--------------
Aims and Scope
--------------

The goals and framework of urban computing result in four folds of challenges in the context of data mining:

Adapt machine learning algorithms to spatial and spatio-temporal data: Spatio-temporal data has unique properties, consisting of spatial distance, spatial hierarchy, temporal smoothness, period and trend, as compared to image and text data. How to adapt existing machine learning algorithms to deal with spatio-temporal properties remains a challenge.

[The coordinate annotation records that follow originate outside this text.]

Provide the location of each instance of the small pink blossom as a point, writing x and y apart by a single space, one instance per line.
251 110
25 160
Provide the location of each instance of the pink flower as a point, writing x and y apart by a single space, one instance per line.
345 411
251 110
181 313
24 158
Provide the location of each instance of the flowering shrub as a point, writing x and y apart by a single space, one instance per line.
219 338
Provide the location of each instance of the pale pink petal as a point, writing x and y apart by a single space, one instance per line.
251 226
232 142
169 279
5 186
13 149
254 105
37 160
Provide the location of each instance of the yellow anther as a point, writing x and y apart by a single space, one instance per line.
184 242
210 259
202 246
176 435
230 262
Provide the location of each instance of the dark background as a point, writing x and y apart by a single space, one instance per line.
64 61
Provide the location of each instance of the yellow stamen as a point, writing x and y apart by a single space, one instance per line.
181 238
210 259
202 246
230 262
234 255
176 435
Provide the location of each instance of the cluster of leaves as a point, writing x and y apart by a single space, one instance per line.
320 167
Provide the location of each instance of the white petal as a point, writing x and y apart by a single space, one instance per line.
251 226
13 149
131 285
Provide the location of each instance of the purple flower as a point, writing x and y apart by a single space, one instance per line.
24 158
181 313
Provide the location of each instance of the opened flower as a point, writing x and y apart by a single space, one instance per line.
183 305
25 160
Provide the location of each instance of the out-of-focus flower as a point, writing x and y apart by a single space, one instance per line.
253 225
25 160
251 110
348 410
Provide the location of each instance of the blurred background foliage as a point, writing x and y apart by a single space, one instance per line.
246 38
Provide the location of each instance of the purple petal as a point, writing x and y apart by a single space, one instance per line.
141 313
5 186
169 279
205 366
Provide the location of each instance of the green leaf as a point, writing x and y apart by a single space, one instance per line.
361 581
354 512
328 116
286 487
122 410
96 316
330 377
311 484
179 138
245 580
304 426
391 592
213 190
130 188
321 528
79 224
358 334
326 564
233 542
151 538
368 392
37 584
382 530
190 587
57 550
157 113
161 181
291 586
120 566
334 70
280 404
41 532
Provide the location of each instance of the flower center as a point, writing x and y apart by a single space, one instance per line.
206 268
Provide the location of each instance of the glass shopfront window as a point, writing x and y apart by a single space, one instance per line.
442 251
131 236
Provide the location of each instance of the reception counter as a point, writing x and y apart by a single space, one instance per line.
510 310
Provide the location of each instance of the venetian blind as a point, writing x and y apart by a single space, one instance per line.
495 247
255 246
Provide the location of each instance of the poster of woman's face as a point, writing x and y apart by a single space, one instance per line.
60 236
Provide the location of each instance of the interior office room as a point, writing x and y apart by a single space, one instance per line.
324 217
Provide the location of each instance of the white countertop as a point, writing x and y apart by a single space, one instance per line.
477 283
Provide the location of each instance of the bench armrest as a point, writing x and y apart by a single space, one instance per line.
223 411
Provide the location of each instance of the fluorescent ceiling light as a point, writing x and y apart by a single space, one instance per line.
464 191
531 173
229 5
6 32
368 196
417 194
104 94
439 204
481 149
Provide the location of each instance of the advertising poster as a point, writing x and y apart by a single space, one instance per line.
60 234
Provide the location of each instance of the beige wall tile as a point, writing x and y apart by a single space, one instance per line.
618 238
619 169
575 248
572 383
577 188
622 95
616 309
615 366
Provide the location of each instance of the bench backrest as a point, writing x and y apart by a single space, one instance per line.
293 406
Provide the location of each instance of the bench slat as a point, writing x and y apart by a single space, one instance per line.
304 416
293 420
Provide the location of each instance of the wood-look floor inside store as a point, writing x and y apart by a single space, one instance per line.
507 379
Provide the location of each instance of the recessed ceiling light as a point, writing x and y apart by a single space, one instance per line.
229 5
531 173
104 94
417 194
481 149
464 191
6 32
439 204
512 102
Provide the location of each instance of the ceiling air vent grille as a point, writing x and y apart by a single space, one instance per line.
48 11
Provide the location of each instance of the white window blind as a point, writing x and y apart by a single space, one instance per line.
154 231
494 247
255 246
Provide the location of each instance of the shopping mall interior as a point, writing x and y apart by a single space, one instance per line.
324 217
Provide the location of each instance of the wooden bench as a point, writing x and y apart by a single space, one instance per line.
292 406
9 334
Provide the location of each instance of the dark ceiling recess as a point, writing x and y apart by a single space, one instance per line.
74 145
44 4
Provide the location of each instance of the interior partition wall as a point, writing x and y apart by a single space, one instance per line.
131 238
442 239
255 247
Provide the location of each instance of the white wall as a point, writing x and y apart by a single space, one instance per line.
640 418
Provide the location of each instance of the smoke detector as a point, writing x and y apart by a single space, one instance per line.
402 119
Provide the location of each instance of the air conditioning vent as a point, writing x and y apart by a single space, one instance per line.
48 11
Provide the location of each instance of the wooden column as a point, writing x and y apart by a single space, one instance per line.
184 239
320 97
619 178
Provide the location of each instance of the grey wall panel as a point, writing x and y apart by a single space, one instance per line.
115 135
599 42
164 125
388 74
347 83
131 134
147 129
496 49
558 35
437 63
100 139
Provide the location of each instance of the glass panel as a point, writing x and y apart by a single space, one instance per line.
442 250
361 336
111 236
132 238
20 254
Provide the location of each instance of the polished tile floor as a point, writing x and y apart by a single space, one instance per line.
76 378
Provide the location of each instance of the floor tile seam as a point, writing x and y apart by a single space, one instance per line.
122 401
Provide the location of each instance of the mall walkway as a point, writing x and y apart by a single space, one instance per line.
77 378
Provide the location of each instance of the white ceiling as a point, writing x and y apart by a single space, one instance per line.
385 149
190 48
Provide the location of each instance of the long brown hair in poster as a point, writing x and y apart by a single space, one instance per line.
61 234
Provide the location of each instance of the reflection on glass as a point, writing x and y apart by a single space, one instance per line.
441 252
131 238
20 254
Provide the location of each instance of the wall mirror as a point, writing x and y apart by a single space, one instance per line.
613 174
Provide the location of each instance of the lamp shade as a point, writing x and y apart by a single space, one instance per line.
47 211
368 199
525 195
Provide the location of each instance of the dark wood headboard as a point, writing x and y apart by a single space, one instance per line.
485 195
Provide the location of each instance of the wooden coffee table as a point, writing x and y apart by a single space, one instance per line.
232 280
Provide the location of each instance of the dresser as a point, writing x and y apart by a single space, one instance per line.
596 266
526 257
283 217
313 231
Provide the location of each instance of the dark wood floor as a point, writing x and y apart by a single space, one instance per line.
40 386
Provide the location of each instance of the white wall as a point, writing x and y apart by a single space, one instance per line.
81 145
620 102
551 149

Combine machine learning algorithms with database techniques: Machine learning and databases are two distinct fields in computing science, having their own communities and conferences. While people from these two communities barely talk to each other, we do need the knowledge from both sides when designing data analytic methods for urban computing. The combination is also imperative for other big data projects. It is a challenging task for people from both communities to design effective and efficient data analytics methods that seamlessly and organically integrate the knowledge of databases and machine learning.

Cross-domain knowledge fusion methods: While fusing knowledge from multiple disparate datasets is imperative in a big data project, cross-domain data fusion is a non-trivial task given the following reasons. First, simply concatenating features extracted from different datasets into a single feature vector may compromise the performance of a task, as different data sources may have very different feature spaces, distributions and levels of significance. Second, the more types of data involved in a task, the more likely we could encounter a data scarce problem. For example, five data sources, consisting of traffic, meteorology, POIs, road networks, and air quality readings, are used to predict the fine-grained air quality throughout a city. When trying to apply this method to other cities, however, we would find that many cities cannot find enough data in each domain (e.g. do not have enough monitoring stations to generate air quality data), or may even not have the data of a domain (like traffic data) at all.

Interactive visual data analytics: Data visualization is not solely about displaying raw data and presenting results, though the two are general motivation of using visualization. Interactive visual data analytics becomes even more important in urban computing, seamlessly combining visualization methods with data mining algorithms as well as a deployment of the integration on a cloud computing platform. It is also an approach to the combination of human intelligence with machine intelligence. The interactive visual data analytics also empower people to integrate domain knowledge (such as urban planning) with data science, enabling domain experts to work with data scientist on solving a real problem in cities.

------------------
Topics of Interest
------------------

Topics of interest include, but not limited to, the following aspects :

- Data mining for urban planning and city configuration evaluation

- Mining urban environmental, pollution, and ecological data

- Knowledge discovery from sensor data for saving energy and resources

- Data mining for sustainable and intelligent cities

- Urban sensing and city dynamics sensing

- Knowledge fusion from data across different domains

- City-wide traffic modeling, visualization, analysis, and prediction

- City-wide human mobility modeling, visualization, and understanding

- City-wide intelligent transportation systems

- Anomaly detection and event discovery in urban areas

- Mining urban economics

- Social behavior modeling, understanding, and patterns mining in urban spaces

- City-wide mobile social applications in urban areas

- Location-based social networks enabling urban computing scenarios

- Smart recommendations in urban spaces

- Intelligent delivery services and logistics industries in cities

- Mining data from the Internet of Things in urban areas

- Managing urban big data on the cloud

- Interactive visual data analytics for urban computing

- Federated learning for urban computing

---------------------
Submission Guidelines
---------------------

We invite two kinds of submissions:

Full research papers – up to 9 pages (8 pages at most for the main body and the last page can only hold references)
Vision papers and short technical papers - up to 5 pages (4 pages at most for the main body and the last page can only hold references)

All manuscripts should be submitted in a single PDF file including all content, figures, tables, and references, following the new Standard ACM Conference Proceedings Template.

For LaTeX users: unzip acmart.zip, make, and use sample-sigconf.tex as a template; Additional information about formatting and style files is available online at https://www.acm.org/publications/proceedings-template.

Papers should be submitted to https://easychair.org/conferences/?conf=urbcomp2020 .

Paper submissions need to include author information, it is not double-blinded.

Each paper will be assigned to two reviewers for a peer review.

------------------------------
Awards and Journal Publication
------------------------------

We will set one best paper award according to the review results and presentation of a paper.